(WHTM)-- You see them just about everywhere in Pennsylvania and they're turning gas stations, convenience stores and even laundromats into mini-casinos.
They're called games of skill they look like slot machines, and on Wednesday a senate hearing explored why, even though they're big business, there's no state oversight.
"These skill games machines have popped up all over the Commonwealth," Senator Amanda Cappelletti (D-Montgomery, Delaware counties).
The biggest skill of these games? Proliferating and profit-making, testifiers said, but the state's the big loser.
"Currently these skills games are not regulated they do not have the safeguards or provide for protections like self-exclusion," Cappelletti said.
The state doesn't tax what has become a billion-dollar-a-year industry, inspect the machines, provide help for gambling addicts, or keep minors from playing. A city councilman said this of a child in inner-city Philly.
"The probability of him running into a book, a vegetable, or a gambling machine, the probability is he's going to run into one of those gambling machines," Philadelphia City Council member Curtis Jones said.
Lawmakers say they intended for the gambling law to prohibit such machines. Courts have ruled otherwise. Senator Wayne Fontana (D-Allegheny County) calls it a loophole.
"Far as I'm concerned, we should be shutting them all down and then starting over again," Fontana said.
Pace-O-Matic the largest manufacturer of these games chose to avoid the bash-fest. But released a statement blaming casinos for leading the fight to ban them.
"What the big multi-state and out-of-state casinos are really saying is they don't care how much their underhanded efforts hurt Pennsylvania small businesses, fraternal clubs, American Legions, VFWs and volunteer fire companies," spokesperson Mike Barley said.
"Why are you complaining, Mr.

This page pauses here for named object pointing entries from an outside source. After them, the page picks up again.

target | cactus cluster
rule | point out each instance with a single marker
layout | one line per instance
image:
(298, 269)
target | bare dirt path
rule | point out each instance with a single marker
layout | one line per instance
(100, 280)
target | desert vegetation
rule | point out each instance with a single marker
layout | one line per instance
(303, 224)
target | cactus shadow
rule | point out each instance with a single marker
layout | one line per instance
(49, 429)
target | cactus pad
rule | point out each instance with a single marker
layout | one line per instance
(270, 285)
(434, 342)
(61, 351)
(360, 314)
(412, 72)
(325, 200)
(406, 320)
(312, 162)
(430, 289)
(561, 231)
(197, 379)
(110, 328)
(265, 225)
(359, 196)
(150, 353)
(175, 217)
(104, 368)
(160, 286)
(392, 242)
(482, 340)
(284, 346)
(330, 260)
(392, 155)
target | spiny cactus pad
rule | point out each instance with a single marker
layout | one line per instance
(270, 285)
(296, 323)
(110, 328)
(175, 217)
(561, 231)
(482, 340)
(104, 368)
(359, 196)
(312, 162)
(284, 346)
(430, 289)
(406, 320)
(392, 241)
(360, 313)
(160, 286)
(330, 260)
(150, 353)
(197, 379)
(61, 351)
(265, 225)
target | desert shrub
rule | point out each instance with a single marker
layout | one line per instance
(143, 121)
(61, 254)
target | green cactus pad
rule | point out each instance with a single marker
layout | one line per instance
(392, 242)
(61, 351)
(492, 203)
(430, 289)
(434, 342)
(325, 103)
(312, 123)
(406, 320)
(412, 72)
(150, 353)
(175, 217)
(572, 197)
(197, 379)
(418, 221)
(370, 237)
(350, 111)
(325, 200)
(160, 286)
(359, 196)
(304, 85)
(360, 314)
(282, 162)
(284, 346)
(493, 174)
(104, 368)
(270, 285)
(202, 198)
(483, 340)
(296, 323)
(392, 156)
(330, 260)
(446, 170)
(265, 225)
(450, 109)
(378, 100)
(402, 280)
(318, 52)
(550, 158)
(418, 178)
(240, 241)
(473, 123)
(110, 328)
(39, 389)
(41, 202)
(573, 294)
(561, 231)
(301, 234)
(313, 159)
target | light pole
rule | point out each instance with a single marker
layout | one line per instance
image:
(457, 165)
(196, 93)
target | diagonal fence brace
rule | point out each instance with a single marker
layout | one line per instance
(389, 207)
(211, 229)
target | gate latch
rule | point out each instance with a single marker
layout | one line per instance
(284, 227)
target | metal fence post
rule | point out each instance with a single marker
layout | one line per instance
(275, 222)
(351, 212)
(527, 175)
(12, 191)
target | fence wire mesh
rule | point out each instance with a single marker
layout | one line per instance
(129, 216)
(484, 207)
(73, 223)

Casino," the sponsor of the bill to legalize skills games Gene Yaw said.
Republican Senator Yaw's bill would tax, regulate and legalize the games. He scoffs at the casino's complaints.
"If you're worried about the mom-and-pop store that has five of these machines, then I almost want to say there's something wrong with your business plan," Yaw said.
Pace-O-Matic's unusual business plan of forcing its way into the game is paying off but the state's not getting its cut. That needs to change, lawmakers say.
"Hopefully, we can figure out what needs to be done either," Senator Jay Costa said. "Either we're going to prohibit them or we're going to permit them."
A Pace-O-Matic spokeswoman told me the company is willing to testify in any future hearings when the focus isn't so negative and it's able to discuss the positive impact of skills games, which is standard.